Do you fiddle with your sound system settings? Is amateur radio or other broadcasting forms fascinating? Have we got the job for you!
Broadcast and sound engineering technicians install, operate and perform maintenance on a variety of electronic equipment that records sound and provides broadcasting capabilities for television and radio stations, sound recordings, motion pictures and in a variety of presentation centers such as schools, businesses and organizations. In operating equipment, they adjust settings to provide optimum broadcasting or recording quality.

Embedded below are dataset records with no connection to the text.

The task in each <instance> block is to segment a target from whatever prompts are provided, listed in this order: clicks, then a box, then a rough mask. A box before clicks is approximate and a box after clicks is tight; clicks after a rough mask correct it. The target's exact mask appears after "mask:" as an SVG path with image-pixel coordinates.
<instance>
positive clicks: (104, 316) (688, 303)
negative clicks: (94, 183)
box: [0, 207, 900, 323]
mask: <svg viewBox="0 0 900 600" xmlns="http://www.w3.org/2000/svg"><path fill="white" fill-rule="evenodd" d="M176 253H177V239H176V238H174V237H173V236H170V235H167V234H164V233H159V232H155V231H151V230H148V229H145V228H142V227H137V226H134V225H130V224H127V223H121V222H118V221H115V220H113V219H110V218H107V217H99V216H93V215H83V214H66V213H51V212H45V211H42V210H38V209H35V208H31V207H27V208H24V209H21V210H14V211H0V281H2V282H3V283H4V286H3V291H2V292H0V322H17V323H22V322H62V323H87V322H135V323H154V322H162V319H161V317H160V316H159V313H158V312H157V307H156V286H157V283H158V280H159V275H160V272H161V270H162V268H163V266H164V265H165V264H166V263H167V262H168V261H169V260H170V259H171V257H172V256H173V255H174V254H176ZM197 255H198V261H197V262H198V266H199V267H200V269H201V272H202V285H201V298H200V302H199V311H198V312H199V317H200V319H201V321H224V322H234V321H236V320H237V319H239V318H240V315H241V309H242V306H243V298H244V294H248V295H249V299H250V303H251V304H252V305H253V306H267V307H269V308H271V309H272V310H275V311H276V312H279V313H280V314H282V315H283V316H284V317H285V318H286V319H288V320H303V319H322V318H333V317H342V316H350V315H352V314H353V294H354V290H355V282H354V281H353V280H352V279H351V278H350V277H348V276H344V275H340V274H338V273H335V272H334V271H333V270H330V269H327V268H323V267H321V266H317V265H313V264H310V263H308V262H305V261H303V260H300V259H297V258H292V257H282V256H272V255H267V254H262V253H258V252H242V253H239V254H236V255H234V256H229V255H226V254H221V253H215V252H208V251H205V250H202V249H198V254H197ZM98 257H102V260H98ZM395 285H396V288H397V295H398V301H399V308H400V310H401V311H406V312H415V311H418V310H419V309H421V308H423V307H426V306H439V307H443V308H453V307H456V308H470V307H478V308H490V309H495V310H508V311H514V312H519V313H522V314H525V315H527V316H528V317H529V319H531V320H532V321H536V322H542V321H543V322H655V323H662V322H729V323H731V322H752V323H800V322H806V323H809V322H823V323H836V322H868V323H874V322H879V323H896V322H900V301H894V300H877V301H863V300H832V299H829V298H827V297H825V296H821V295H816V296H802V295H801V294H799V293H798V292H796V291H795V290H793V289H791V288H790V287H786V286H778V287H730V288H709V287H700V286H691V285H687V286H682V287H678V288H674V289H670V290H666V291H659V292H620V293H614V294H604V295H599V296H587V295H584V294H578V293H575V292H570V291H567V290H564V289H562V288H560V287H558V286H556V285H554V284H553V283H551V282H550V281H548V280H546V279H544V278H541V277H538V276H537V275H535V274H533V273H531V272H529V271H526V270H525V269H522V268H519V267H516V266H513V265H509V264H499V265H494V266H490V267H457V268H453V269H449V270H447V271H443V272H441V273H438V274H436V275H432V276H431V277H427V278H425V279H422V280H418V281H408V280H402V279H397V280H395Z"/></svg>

Requirements and Qualifications
A full time work schedule is fairly standard, with some evening, weekend and holiday work required due to 24 hour broadcasting schedules.
High School or GED
To remain competitive in today’s job market, an associate’s degree or technical certifications in broadcasting technologies, computer networking, electronics or similar fields is very beneficial. Certifications such as those offered by the Society of Broadcast Engineers or InfoComm International shows that you’ve kept up-to-date with new technology advancements and know industry standards.
Steps to Becoming a Broadcast and Sound Engineering Technician
Once you’ve finished a degree or certificate program, you can hire on at a small stations or markets, as large stations rarely hire an unexperienced technician. You will receive several months’ to a year’s on the job training, most commonly working under a more experienced technician, though some formal apprenticeships still exist. Because of the rate of change in technology, continuing education or job training is vital to keep your skills current. Pursuing additional certifications after getting a job will show an employer that you’re serious about keeping current with your skillset. Advancement opportunities include moving into a larger or more extensive company, becoming a supervisory technician or chief engineer.

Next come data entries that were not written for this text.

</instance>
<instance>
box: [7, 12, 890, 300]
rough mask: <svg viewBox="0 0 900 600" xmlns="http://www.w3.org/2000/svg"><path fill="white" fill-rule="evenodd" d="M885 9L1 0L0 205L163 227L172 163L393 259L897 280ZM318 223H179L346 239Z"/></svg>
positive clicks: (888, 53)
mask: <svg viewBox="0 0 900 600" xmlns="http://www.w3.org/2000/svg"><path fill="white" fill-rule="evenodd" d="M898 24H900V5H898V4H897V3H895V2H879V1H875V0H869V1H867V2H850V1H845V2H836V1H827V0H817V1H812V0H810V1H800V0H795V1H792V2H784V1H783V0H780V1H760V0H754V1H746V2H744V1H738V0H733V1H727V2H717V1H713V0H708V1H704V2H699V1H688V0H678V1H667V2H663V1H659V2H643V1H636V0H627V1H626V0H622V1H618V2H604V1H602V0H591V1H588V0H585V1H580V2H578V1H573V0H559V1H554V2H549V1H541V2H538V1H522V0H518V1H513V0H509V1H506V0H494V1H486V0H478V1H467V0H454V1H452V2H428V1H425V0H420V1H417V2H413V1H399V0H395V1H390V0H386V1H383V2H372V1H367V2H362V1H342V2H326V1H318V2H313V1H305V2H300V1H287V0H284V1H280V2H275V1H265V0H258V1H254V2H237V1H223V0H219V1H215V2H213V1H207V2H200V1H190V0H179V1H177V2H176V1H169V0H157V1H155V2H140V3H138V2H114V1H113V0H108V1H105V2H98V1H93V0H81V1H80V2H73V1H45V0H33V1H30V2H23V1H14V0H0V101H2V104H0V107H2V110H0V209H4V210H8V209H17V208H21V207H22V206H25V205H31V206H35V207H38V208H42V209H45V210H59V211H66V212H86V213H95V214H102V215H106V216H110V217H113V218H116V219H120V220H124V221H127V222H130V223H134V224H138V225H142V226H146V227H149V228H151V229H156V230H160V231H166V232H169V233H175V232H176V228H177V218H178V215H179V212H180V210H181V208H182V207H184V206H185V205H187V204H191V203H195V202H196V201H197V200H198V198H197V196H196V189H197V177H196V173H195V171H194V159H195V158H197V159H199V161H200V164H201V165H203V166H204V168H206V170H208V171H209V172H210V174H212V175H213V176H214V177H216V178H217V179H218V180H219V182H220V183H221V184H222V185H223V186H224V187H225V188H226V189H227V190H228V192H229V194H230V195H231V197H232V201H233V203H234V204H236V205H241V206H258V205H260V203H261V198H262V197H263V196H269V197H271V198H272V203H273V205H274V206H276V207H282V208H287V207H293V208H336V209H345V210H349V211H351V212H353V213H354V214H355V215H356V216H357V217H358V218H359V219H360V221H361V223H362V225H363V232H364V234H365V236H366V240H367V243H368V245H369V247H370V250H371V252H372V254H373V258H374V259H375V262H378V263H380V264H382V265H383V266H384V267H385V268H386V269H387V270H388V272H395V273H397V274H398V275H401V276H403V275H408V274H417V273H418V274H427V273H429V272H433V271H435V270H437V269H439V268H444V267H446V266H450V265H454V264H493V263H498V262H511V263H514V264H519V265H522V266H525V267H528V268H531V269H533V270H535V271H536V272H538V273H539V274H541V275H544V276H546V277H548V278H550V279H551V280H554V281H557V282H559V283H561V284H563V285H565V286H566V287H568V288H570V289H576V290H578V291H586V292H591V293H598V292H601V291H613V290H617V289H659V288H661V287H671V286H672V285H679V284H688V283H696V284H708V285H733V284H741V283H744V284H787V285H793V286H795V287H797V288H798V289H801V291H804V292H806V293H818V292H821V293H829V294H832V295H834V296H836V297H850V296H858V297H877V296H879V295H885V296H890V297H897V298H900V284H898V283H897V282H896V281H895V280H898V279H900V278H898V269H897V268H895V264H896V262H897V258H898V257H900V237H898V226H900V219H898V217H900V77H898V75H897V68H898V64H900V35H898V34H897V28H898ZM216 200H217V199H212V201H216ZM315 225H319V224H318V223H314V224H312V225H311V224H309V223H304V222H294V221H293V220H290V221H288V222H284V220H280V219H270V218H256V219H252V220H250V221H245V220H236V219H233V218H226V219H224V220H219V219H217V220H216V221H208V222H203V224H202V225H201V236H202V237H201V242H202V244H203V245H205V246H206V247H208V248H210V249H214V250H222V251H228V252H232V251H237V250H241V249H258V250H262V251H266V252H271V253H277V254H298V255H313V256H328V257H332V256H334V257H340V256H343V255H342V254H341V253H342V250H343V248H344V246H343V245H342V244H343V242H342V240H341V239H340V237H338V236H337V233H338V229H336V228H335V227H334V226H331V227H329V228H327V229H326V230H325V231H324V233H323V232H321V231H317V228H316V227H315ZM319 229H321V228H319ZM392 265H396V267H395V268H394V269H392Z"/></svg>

Technically inclined but not sure if this job is a good fit for you? No problem, there are many other opportunities in this career path:
- Computer support specialists render assistance to both in-house and consumer problems with technology and software.
- Electronic and electric engineering technicians assist in developing and designing a variety of electric and electronic equipment, including product testing and equipment adjustment.

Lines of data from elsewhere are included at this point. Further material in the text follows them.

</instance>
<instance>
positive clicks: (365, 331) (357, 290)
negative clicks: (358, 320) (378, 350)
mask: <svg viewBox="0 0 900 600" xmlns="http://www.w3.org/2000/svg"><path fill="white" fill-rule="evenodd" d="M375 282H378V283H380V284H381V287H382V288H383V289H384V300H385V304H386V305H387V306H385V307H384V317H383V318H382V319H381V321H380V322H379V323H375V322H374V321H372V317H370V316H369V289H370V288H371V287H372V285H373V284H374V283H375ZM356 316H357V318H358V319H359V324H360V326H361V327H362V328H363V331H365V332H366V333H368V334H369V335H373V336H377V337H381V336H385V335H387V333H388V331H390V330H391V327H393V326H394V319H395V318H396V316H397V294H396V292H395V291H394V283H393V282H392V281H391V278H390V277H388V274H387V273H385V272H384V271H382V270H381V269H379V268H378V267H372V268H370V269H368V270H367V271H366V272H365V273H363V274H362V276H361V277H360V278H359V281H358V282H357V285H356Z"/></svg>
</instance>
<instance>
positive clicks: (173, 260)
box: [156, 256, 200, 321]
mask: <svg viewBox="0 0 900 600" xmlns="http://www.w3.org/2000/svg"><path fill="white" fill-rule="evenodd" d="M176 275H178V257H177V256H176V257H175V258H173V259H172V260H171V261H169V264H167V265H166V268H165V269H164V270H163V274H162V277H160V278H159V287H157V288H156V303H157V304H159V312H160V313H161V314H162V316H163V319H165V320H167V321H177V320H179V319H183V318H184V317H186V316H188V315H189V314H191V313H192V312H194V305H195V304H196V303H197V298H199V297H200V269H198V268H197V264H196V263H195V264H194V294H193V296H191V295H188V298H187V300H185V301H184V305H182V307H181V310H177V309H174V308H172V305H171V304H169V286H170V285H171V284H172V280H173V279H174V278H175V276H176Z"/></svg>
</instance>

- Electric and electronics installers and repairers provide installation, maintenance and replacement of electronic and electrical equipment in a number of fields.
- Film and video editors and camera operators work with digital cameras and video media to produce an assortment of video material and combine it into a cohesive production piece.
The average annual pay for broadcast and sound engineering technicians was $39,870 for all classifications as of May 2010. Sound engineering technicians had the highest average pay at $47,080, followed by audio and video equipment technicians at $40,540 and broadcast technicians at $35,120. On average, technicians in large cities made more than their rural counterparts.
Opportunities for broadcast and sound engineering technicians is expected to grow by 10% between 2010 and 2020, about the average of all career paths. Within this category, audio and video equipment technicians can anticipate a 13% rise in opportunities while broadcast technicians will have a slower rise in opportunities at 9% and sound engineering technicians slower yet at 1% over the same time period.